Ô toi Liban, pays du soleil, pays de la lumière !  A peine t’ai-je quitté que déjà je me languis de toi. Ô toi Beyrouth pétillante de vie malgré toutes tes profondes souffrances, tu refuses de te laisser accabler et garde ta noble dignité. Erigée sur plus de 5000 ans d’histoire, ni les deux tremblements de terre, ni le raz-de-marée, ni le feu, ni les multiples conquérants, ni l’interminable guerre récente et l’hécatombe infligée par le plus redoutable des voisins, n’ont pu te tuer. Rayonnante, touchante, tu demeures.

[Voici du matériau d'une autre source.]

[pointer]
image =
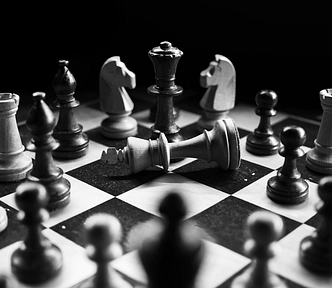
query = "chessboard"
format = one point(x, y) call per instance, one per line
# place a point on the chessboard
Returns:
point(218, 202)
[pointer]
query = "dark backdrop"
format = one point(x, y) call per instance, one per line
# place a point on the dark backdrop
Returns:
point(284, 47)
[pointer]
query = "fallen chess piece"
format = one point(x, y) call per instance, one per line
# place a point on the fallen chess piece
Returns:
point(221, 145)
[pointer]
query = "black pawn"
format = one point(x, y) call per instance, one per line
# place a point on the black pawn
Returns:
point(262, 141)
point(73, 142)
point(37, 259)
point(41, 123)
point(316, 250)
point(265, 229)
point(173, 257)
point(288, 187)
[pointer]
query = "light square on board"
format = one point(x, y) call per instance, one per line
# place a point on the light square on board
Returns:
point(287, 263)
point(149, 195)
point(83, 197)
point(76, 265)
point(255, 193)
point(219, 263)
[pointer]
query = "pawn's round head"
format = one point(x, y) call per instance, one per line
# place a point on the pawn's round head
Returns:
point(293, 137)
point(266, 99)
point(265, 227)
point(31, 196)
point(115, 73)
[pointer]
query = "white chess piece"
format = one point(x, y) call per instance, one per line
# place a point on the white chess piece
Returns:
point(114, 100)
point(219, 98)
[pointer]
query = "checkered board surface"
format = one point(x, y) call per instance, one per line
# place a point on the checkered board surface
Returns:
point(219, 203)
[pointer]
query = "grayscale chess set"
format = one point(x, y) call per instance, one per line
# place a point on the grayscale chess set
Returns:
point(120, 192)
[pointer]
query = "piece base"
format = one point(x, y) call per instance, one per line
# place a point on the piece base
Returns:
point(14, 171)
point(72, 144)
point(268, 145)
point(294, 191)
point(121, 128)
point(38, 267)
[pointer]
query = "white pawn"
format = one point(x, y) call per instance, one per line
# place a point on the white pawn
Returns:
point(265, 229)
point(103, 235)
point(219, 98)
point(114, 100)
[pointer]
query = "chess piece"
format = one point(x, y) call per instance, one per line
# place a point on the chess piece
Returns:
point(316, 250)
point(219, 98)
point(288, 187)
point(37, 259)
point(14, 164)
point(73, 142)
point(7, 282)
point(262, 141)
point(165, 59)
point(41, 123)
point(114, 100)
point(221, 145)
point(103, 234)
point(172, 257)
point(3, 219)
point(319, 158)
point(265, 229)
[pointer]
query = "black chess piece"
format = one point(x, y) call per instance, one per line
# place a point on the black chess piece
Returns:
point(73, 142)
point(172, 257)
point(41, 123)
point(7, 281)
point(316, 250)
point(37, 259)
point(263, 141)
point(103, 235)
point(288, 187)
point(165, 59)
point(265, 229)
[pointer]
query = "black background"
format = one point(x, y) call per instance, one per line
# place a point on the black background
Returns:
point(284, 47)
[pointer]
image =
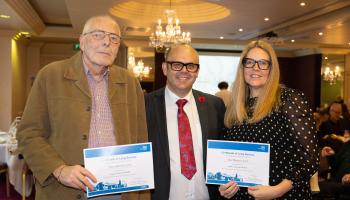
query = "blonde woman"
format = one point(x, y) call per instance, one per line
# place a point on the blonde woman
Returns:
point(263, 111)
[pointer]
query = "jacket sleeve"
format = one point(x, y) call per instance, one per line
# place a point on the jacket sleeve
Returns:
point(33, 132)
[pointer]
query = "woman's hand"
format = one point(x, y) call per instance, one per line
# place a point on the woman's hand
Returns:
point(270, 192)
point(229, 189)
point(74, 176)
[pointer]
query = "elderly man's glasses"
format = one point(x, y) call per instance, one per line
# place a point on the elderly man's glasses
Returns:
point(250, 63)
point(100, 35)
point(177, 66)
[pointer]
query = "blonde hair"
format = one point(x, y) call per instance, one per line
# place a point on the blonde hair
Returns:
point(269, 98)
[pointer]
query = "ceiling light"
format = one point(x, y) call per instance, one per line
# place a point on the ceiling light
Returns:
point(5, 16)
point(172, 33)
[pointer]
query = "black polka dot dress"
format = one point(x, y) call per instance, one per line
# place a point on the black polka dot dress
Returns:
point(290, 131)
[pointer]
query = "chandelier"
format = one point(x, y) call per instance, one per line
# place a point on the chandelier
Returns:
point(332, 75)
point(171, 34)
point(139, 70)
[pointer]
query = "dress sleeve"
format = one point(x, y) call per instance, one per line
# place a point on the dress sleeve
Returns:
point(301, 130)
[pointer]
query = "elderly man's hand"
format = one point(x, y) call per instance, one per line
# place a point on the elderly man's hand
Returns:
point(229, 189)
point(74, 176)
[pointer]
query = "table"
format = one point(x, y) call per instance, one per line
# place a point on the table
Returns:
point(9, 156)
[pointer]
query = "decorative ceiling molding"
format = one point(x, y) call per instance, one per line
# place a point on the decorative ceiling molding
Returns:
point(311, 21)
point(187, 11)
point(28, 14)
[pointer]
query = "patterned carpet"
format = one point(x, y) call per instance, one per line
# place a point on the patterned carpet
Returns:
point(13, 194)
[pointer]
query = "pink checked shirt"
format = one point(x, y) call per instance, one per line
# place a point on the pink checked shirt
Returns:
point(101, 126)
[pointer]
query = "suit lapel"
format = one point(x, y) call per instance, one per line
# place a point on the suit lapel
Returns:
point(203, 114)
point(161, 122)
point(76, 72)
point(202, 107)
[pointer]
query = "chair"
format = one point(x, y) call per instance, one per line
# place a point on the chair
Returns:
point(4, 169)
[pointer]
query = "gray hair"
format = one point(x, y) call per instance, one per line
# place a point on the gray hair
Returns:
point(90, 21)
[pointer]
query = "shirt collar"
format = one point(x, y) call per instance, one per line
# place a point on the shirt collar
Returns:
point(88, 72)
point(173, 97)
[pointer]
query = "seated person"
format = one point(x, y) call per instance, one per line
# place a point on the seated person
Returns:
point(335, 125)
point(339, 182)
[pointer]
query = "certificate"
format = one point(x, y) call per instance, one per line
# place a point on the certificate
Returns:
point(243, 162)
point(121, 168)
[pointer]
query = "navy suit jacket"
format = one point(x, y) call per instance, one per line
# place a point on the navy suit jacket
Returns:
point(211, 110)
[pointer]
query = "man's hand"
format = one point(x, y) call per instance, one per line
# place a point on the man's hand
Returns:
point(270, 192)
point(74, 176)
point(327, 151)
point(346, 179)
point(229, 189)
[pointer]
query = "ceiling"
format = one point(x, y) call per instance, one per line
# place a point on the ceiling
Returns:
point(64, 20)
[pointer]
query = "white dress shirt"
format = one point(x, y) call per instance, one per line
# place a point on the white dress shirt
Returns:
point(180, 187)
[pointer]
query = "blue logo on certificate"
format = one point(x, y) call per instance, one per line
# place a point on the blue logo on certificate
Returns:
point(117, 168)
point(238, 161)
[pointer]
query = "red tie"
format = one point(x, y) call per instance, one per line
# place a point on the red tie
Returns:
point(188, 163)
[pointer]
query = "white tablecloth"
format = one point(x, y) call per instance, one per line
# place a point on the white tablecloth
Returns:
point(9, 156)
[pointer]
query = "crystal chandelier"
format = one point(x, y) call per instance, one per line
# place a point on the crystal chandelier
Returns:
point(332, 76)
point(139, 70)
point(171, 34)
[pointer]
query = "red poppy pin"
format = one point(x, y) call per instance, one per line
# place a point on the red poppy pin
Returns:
point(201, 99)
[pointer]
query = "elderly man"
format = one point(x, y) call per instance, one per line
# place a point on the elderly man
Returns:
point(180, 120)
point(82, 102)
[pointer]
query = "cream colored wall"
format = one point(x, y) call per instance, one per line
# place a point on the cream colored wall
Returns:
point(19, 76)
point(5, 80)
point(347, 80)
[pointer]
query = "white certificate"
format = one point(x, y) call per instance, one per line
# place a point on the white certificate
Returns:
point(121, 168)
point(243, 162)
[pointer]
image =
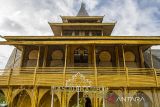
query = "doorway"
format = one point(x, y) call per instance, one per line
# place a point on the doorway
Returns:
point(80, 56)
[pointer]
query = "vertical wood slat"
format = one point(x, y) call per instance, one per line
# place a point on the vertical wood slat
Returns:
point(95, 67)
point(65, 65)
point(152, 65)
point(45, 56)
point(126, 69)
point(35, 71)
point(11, 70)
point(141, 57)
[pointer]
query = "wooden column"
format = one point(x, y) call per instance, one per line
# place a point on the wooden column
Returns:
point(35, 71)
point(124, 60)
point(45, 56)
point(152, 65)
point(125, 67)
point(35, 100)
point(22, 56)
point(12, 67)
point(96, 76)
point(65, 66)
point(9, 97)
point(141, 57)
point(117, 56)
point(95, 67)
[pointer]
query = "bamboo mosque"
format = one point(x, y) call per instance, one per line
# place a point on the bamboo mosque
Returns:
point(81, 65)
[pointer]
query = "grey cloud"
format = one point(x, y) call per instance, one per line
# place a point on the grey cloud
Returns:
point(12, 25)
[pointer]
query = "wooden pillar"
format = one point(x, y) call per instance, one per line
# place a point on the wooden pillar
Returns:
point(124, 60)
point(125, 67)
point(22, 56)
point(52, 99)
point(64, 100)
point(126, 103)
point(9, 97)
point(152, 65)
point(65, 66)
point(35, 71)
point(155, 98)
point(96, 76)
point(45, 56)
point(117, 56)
point(35, 97)
point(95, 67)
point(141, 57)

Ô toi Liban, ton sol, tes pierres, tes cèdres millénaires, et tes villes imprégnées d’un passé si vivant me bouleversent… Byblos et ses ruines archéologiques avec leurs traces indélébiles des périodes néolithiques, cananénnes, phéniciennes, héléniques, romaines, des croisades. Et la somptueuse cité du soleil, Baalbeck avec son majestueux Acropolis romain plus fort que le temps, plus fort que les tremblements de terre. Tyr, Saïda, Tripoli et tant de fabuleuses villes détruites, redétruites qui ont su renaître de leurs cendres, sortir de la torpeur du deuil et retrouver l’éclat d’antan ou presque…

Est-ce parce que tu as manqué beaucoup de ton passé, beaucoup de ton présent que même ton gai chant oriental qui résonne à travers toutes tes rues est toujours, juste un brin triste ? Est-ce pour effacer tant de larmes et de deuils que tes bougainvilliers ornent d’un éclat sans pareille tes façades ? Les bougainvilliers rouges. Les bougainvilliers fuschias. Et les roses, les gardénias, les jasmins, qui t’embaument d’un parfum d’une infinie douceur. Même dans les coins les plus reculés de ton Sud encore sauvage, où se mêlent ténèbres et lumières, où s’étire inlassablement le silence dans les champs d’oliviers, de grenadiers et de figuiers sous un ciel limpide, d’un bleu azur, il fait bon vivre et rien ne peut surpasser le plaisir d’y siroter un petit café arabe, au parfum de cardamone. Et, lorsque vient l’heure de la prière, jaillit du minaret, un émouvant appel, telle une leçon d’humilité dans cette vie si éphémère. Vertige de la vie. Est-ce parce que les messagers de Dieu sont tous passés non loin de là, que sa présence imprégnée dans les murs, les pierres, les rochers, les arbres est tellement plus perceptible qu’ailleurs ?

Qu’elle est belle la Vierge Marie trônant à Harissa et ailleurs et qu’ils sont beaux ces minarets noyés dans la lumière du ciel ! Qu’elle est belle cette liberté laissant se mouvoir dans la plus grande indifférence, femmes voilées et dénudées ! Ton charme, Beyrouth… 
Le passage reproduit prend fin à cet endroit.